Interesting question. It depends on the customer. Certain electrical users cannot afford the upfront costs of solar installations. They’re just getting by. So, to get them to switch, you need a very reasonably priced lease or lease to purchase agreement that meets their needs. For others with the cash assets, they need to understand the return on investment. At current rates of return and with an average homeowner energy usage, investing $15,000 in a photovoltaic system will provide greater annual returns than investing those funds in relatively safe market investments.The single best way to get someone to switch to solar energy is to have a neighbor or friend give them a recommendation. I gave a presentation to a homeowners’ association on solar applications. I was getting through to some, but also getting pushback from one fairly forceful person. Then, a neighbor showed up and said, “Buying my solar system was the best investment I ever made.” And that was that.
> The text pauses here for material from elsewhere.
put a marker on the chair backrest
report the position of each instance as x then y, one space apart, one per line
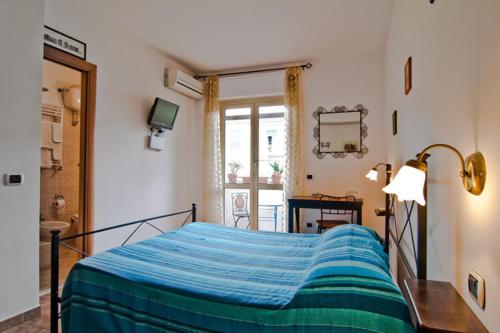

Billy Parish | President | Solar Mosaic

Finance has always been the key to unleashing solar. Though the advent of solar leases worked wonders to lower the high upfront cost of solar, it is still largely inaccessible to renters, homeowners without the proper roofs, and lower-income people. Solar Mosaic is working hard to remove these boundaries by letting everyone invest in solar projects in their communities and around the world.

Michelle De Blasi | Partner | Quarles & Brady

Access to solar energy at the consumer level can take many forms, whether by incorporating rooftop solar into residences and businesses, using solar power generated from utility-scale projects, or purchasing products from companies that utilize solar energy to make their products. Whatever the form, the most important element of increasing consumer access to solar power is education. Consumers need to be aware of the implications on cost and efficiency, depending on the different applications for utilizing solar power. It is critical that consumers understand that it may take additional time and expense to integrate solar power as a larger component of our energy portfolio, and that most of the expense will ultimately be borne by the consumer on one level or another. Consequently, consumers need to ensure they are electing candidates who most effectively support solar initiatives.



Lee Feliciano | Principal | Solar Capital, LLC

I think the answer to your question is “to make solar affordable” not just by lowering the installed cost, but by recognizing the appropriate financing vehicles and facilitating their adoption. Over half of all solar in the U.S. (both residential and non-residential) is financed, meaning the customer uses someone else’s money to pay for it. Ready access to financing needs to be combined with a low cost of capital. Again, to use a consumer-based example, how many people take advantage of “zero percent” (or low interest rate) financing from auto makers each year? Tons!  Today’s leasing programs for solar have already made a huge impact, but that’s just the start. PACE programs (where a municipality essentially guarantees a low-interest loan to finance solar for a property owner) show promise, and there are many more opportunities that await.




Greg Stanton | Mayor of Phoenix 

Enabling our citizens to have access to clean, affordable and dependable energy supplies is crucially important. I believe that the City has to work with its many partners – utilities, private organizations, public/private partnerships – to help encourage the deployment of solar on rooftops. We have the tools; it is time to put them to work in order to make solar happen.